The US Bureau of Economic Analysis (BEA) last week released its 2020 data on the US direct investment position abroad on the part of its multinational enterprises. This allows us to update the analysis of US investment in Australia contained in my report, Australia-US bilateral investment in 2020: Taxing times.
The calculation of direct investment in the US data differs in methodology from that employed by the Australian Bureau of Statistics. In particular, it measures US investment abroad on a historical costs basis, which does not account for subsequent changes in the value of US investment due to movements in exchange rates and prices. However, it is useful to benchmark Australia’s performance attracting US investment because it allows for consistent comparisons to be made with US investment in other countries and regions.
As noted in my report, US direct investment in Australia peaked in 2014 at US$177.4 billion. Since 2017, when President Trump’s Tax Reform and Jobs Act lowered the US corporate tax rate from 35 per cent to 21 per cent, US direct investment in Australia has fallen by nearly 4 per cent to US$163.5 billion in 2020.
The following table shows how Australia compares to the rest of the world and selected peer economies and regions. Growth in US investment in Australia lagged behind the rest of the world in both 2020 and for the period from 2017-20. Text
In my report, I analysed some of the factors behind this underperformance. While a range of factors are at work, Australia’s relatively high corporate tax rate and tax burden on capital in the wake of President Trump’s tax reforms is one factor.
The BEA data also allows us to calculate the return on US investment in Australia by dividing direct investment income without current cost adjustment by the direct investment position on a historical cost basis. US direct investment in Australia returned 4.5 per cent in 2020, down from 5.6 per cent in 2019 and compared to an average of 7 per cent since 1999. These lower returns on US investment in Australia are also likely a factor behind the cooling interest on the part of US firms.
The Biden administration has proposed a number of changes to the US corporate tax system, which would raise the tax burden on US corporations both at home and abroad. This includes an increase in the US corporate income tax rate from 21 per cent to 28 per cent, although state taxes will increase the combined state and federal top rate to above 30 per cent. The increase in the US corporate tax rate, if passed by Congress, will make Australia a more attractive destination for US investors on a relative basis. However, it is also likely to reduce investment by US firms and may see a significant restructuring of the operations and ownership of US multinational enterprises. The net effect on US investment abroad, and US investment in Australia in particular, is ambiguous. However, there is always opportunity for Australia to implement tax and other policy changes that are more friendly to foreign investors, including those from the United States.

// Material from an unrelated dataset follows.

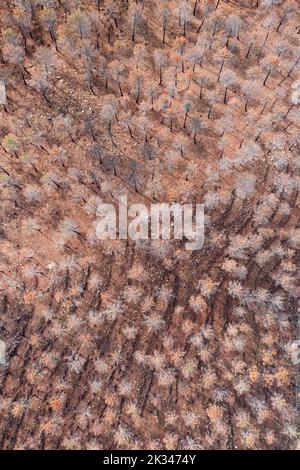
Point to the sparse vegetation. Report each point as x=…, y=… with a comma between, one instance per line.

Australia is running large current account surpluses, at least for now. As such, the need to import foreign capital to fund domestic investment is reduced. However, other forms of foreign capital inflow are not a perfect substitute for US direct investment. The knowledge and intellectual property transfers, as well as access to managerial talent and supply chains, that accompany FDI are often firm- and country-specific. These are all important benefits associated with US direct investment in Australia. Australian policymakers should be concerned that our biggest traditional investor appears to have gone decidedly cool on Australia compared to its peers.